Financial Assistance For Homeowners Expands As Interest Rates Continue To Skyrocket


There have been 1.3 million cases where loss mitigation options have helped borrowers remain in their homes since the start of the Covid-19 pandemic, according to officials at the U.S. Department of Housing and Urban Development.

A few common tools available through these home retention programs include a loan modification, forbearance agreement, or repayment plan.

However, some of these resources that once were effective in avoiding foreclosures now result in little to no reductions in monthly mortgage payments due to spiking interest rates.

As a result, a new proposal is being offered by the Federal Housing Administration, so borrowers have a potentially more effective option to avoid foreclosure. This tool is called the Payment Supplement Partial Claim.

“Many homeowners continue to experience hardships due to health or financial difficulties that occurred during the pandemic, and these challenges have been exacerbated for these and other borrowers by current economic uncertainties,” Assistant Secretary for Housing and Federal Housing Commissioner Julia Gordon said in a statement. “When we saw that our existing loan modifications were no longer providing adequate payment relief, our team painstakingly explored every possible alternative to provide relief in the current rate environment, resulting in this innovative proposal.”

Under this proposal, a borrower could bring their mortgage current and use this zero-interest lien to reduce their mortgage payments for three to five years.

Monthly payments would only be reduced by 50% during the final year of the program.

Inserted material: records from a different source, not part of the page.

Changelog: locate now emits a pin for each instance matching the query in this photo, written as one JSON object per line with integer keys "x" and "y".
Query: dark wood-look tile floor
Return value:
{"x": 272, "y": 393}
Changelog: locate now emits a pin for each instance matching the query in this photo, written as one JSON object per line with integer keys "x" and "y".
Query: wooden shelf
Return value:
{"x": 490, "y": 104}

This is to prepare the borrower for the resumption of their full monthly mortgage payment the following year.

The Federal Housing Association, who covers the cost of the reduced payments, will be repaid once the mortgage is complete or if the home is sold or refinanced.

Will this proposed home retention option help keep people in their homes and avoid foreclosures?

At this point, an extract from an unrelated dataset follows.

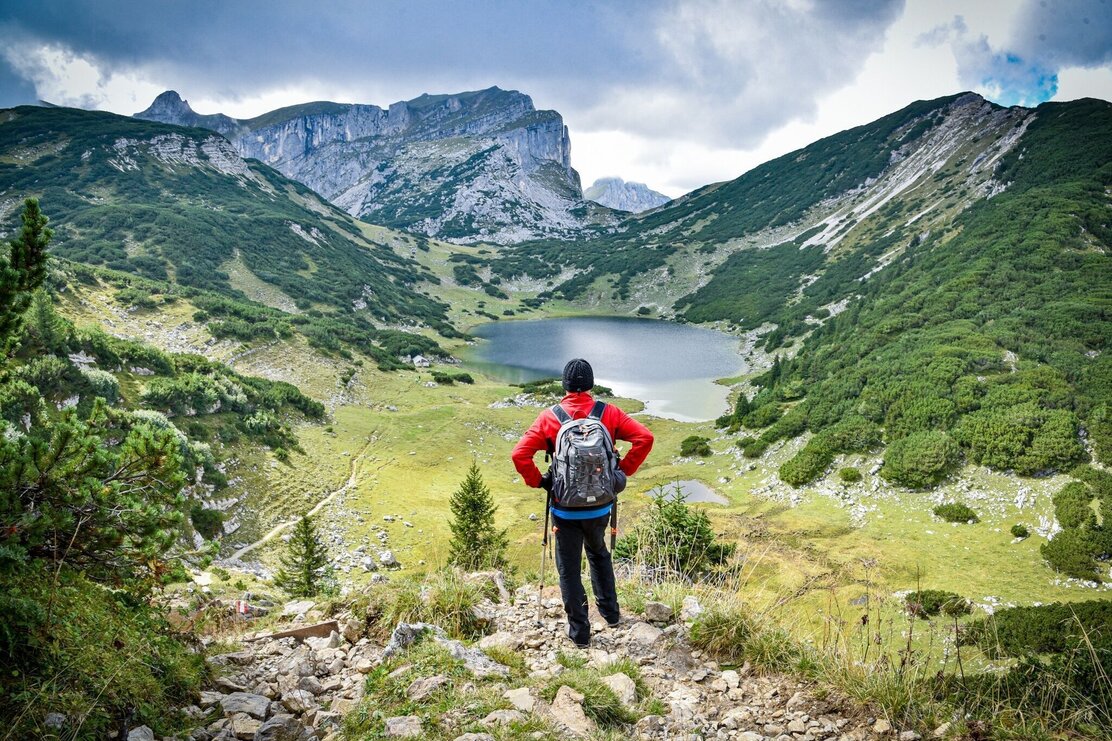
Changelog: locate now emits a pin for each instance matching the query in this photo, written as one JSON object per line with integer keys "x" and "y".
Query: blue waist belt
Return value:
{"x": 582, "y": 514}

Many have questioned the effectiveness of these home retention programs since their creation and wonder whether they benefit the consumer but according to Selma Hepp, chief economist at CoreLogic, these home retention options have resulted in fewer foreclosures, more sustainable home ownership, and the lowest delinquency mortgage rates seen in the last 23 years.

Mortgage delinquency rates were as high as 8.09% after the onset of the pandemic. Once home retention options became available, rates slowly decreased and by March of 2023, the delinquency rate fell to a historic low of 2.6%.

“What we realized during the pandemic is that these types of programs make for a healthier housing system – especially options that reduce or defer the borrower’s payments,” Hepp told The Mortgage Note. “The average mortgage payment on a typical median-priced home is $500 higher than one year ago. If a monthly payment is reduced by even a few hundred dollars, it can make a huge difference for a lot of people.”